Alkoholowy problem wśród rodziny
Alkoholizm jest trudną chorobą, która polega na niczym innym jak utracie kontroli nad ilościami spożywanego alkoholu. Według badań szacuje się, że w Polsce ponad 16% naszego społeczeństwa nadużywa napojów alkoholowych. Niestety życie z osobą uzależnioną wiąże się z ogromnym stresem i życiem w ciągłym napięciu. Nie możemy również pomijać faktu, iż alkoholizm w rodzinie ciągnie za sobą także inne formy patologii, które skutecznie ją wyniszczają. Przede wszystkim do takich najpopularniejszych możemy zaliczyć powstawanie zjawiska przemocy seksualnej, agresywne zachowania, brak pieniędzy. Nierzadko prowadzi to także do problemów z prawem i w pracy. Wystarczy, że jeden członek rodziny będzie nadużywał alkoholu, a skutecznie odbije się to na pozostałych. Może pojawić się u n ich strach, smutek oraz żal za takie zachowanie wobec nich. W takich wypadkach strach jest podyktowany nie tylko z danych zagrożeń, które może wywoływać uzależniony, ale przede wszystkim bierze się z utraty bliskich więzi rodzinnych oraz bezpieczeństwa, które przecież w każdej rodzinie powinno istnieć. Jak wynika z doświadczeń, alkoholizm pojawia się pokoleniowo w każdej rodzinie.

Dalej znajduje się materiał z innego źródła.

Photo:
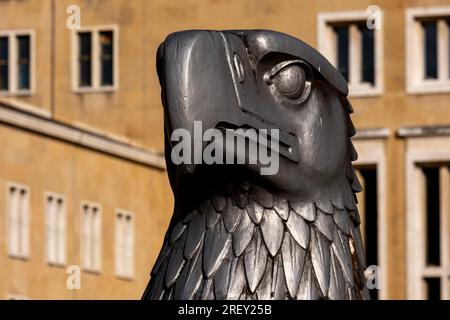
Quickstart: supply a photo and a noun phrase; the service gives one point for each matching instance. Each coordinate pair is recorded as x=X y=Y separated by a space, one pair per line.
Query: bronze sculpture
x=238 y=234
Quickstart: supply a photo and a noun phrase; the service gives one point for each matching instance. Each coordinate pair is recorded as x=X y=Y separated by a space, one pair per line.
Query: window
x=85 y=61
x=4 y=70
x=436 y=272
x=90 y=236
x=372 y=203
x=368 y=208
x=354 y=49
x=427 y=41
x=428 y=217
x=55 y=233
x=18 y=220
x=16 y=62
x=13 y=296
x=95 y=59
x=106 y=57
x=124 y=244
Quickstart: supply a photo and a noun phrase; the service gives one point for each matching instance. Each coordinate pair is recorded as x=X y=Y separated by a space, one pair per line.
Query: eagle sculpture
x=238 y=234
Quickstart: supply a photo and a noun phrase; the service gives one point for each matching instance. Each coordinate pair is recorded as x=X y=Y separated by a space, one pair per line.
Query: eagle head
x=258 y=80
x=246 y=228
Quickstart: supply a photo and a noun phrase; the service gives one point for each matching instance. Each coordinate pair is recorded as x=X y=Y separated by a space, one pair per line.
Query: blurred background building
x=82 y=174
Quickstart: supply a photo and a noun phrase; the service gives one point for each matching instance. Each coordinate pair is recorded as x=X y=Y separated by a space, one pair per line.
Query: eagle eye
x=290 y=81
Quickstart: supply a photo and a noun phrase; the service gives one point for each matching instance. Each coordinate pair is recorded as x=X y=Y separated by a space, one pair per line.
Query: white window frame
x=418 y=151
x=87 y=266
x=24 y=233
x=12 y=63
x=415 y=84
x=95 y=59
x=327 y=46
x=49 y=240
x=372 y=152
x=124 y=261
x=13 y=296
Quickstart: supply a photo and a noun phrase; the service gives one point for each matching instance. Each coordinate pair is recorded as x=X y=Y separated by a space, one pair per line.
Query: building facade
x=82 y=169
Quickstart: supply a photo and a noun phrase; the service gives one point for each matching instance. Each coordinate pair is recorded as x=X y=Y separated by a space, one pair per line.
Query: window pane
x=432 y=215
x=4 y=63
x=430 y=49
x=368 y=54
x=433 y=288
x=85 y=54
x=23 y=44
x=342 y=49
x=106 y=44
x=448 y=32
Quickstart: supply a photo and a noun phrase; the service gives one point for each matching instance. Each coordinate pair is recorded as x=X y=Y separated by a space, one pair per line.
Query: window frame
x=96 y=86
x=123 y=274
x=57 y=196
x=13 y=68
x=372 y=152
x=415 y=81
x=96 y=269
x=25 y=255
x=326 y=45
x=417 y=154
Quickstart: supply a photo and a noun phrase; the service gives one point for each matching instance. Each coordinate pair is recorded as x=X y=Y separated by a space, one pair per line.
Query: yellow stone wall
x=134 y=112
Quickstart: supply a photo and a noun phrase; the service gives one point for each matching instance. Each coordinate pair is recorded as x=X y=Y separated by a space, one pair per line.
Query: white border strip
x=371 y=133
x=54 y=129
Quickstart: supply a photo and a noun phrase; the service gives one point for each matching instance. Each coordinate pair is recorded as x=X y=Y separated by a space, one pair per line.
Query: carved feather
x=255 y=261
x=320 y=259
x=255 y=211
x=216 y=245
x=293 y=260
x=190 y=278
x=272 y=230
x=261 y=196
x=325 y=224
x=243 y=234
x=306 y=209
x=231 y=215
x=195 y=234
x=299 y=229
x=176 y=262
x=281 y=206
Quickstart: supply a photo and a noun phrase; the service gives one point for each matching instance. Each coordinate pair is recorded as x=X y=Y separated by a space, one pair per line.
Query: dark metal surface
x=236 y=234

Przeważnie taki schemat wygląda następująco: dziadek, wujek, ojciec i dzieci. Synowie w takich rodzina na zasadzie zjawiska modelowania uczą się pewnych zachowań i picia alkoholu, natomiast w przypadku córek wychowywanie się w rodzinach alkoholowych prowadzi do zawiązywania związków z uzależnionymi mężczyznami w przyszłości. Zjawisko alkoholizmu jest wywoływane głównie przez gniew, który w zależności od sytuacji jest tłumiony lub też wyrażany bezpośrednio. Jest on kierowany do osoby uzależnionej, jednakże z powodu niemocy jego wyrażenia, członkowie rodziny nawzajem się nim obdarzają. Co ciekawe, w niektórych sytuacjach gnie jest przekierowywany na samego siebie. Dodajmy jeszcze, że alkoholizm to przede wszystkim przygnębienie i smutek, który bierze się z powodu postępującego rozpadu życia rodzinnego.